Through the College of Agriculture’s study abroad scholarship program, Riley partially funded her trip to South Africa and said, “Without these opportunities, I wouldn’t have been able to further define my future.”
Riley originally came to Auburn to pursue a career in large animal medicine. Thanks to her experiences this summer, she now wants to practice veterinary medicine abroad and help underdeveloped nations adopt modern systems of animal health care.

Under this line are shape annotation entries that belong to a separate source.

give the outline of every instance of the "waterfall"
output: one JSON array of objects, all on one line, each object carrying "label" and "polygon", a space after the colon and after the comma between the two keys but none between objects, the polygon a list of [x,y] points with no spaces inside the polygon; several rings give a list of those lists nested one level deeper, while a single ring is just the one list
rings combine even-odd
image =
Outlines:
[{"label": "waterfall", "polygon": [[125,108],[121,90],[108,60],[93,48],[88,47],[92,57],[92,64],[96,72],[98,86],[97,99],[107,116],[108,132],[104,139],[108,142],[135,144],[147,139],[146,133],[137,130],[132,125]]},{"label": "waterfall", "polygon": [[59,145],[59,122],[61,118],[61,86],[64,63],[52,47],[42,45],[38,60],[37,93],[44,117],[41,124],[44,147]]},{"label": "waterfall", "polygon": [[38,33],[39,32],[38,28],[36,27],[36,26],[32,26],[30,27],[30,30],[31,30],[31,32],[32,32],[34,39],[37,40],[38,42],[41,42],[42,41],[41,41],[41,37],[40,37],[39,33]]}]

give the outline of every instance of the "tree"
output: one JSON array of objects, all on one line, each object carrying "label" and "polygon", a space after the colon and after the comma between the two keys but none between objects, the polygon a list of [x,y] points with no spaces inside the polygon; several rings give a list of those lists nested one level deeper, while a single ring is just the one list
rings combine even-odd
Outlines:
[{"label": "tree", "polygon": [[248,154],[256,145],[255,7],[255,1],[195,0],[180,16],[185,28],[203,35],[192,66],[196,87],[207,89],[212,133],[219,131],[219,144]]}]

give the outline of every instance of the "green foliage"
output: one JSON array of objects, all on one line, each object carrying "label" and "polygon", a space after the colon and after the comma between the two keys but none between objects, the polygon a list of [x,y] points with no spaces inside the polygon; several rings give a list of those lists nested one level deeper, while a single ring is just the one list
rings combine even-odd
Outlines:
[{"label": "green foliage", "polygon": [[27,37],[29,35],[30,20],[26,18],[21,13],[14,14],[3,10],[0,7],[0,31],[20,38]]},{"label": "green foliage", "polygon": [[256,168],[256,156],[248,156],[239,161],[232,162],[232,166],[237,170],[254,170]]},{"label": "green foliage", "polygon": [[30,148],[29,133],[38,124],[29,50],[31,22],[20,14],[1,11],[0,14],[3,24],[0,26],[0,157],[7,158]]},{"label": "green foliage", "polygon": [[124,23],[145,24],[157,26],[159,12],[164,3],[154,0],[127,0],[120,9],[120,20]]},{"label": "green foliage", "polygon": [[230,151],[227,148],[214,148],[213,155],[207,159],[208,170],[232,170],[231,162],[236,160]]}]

Riley’s set to graduate in Spring 2015, and as the Pre-Veterinary Club president, an Ag Ambassador, a dairy hand at the vet school and a Supplemental Instruction leader in physics, her final semesters as an undergraduate will be jam-packed.
And that doesn’t take into account Saturdays in Jordan-Hare Stadium watching the eagle fly in pre-game festivities, Riley’s favorite Auburn tradition.
Riley’s experience in the College of Agriculture, specifically with faculty, has shown her how different this college is from others at Auburn. Friendly faculty members are genuinely interested in the student body and are always willing to point their students in the right direction.
“If you want to have the time of your life, make lasting friendships, all while getting an outstanding education, Auburn and the College of Ag are for you.”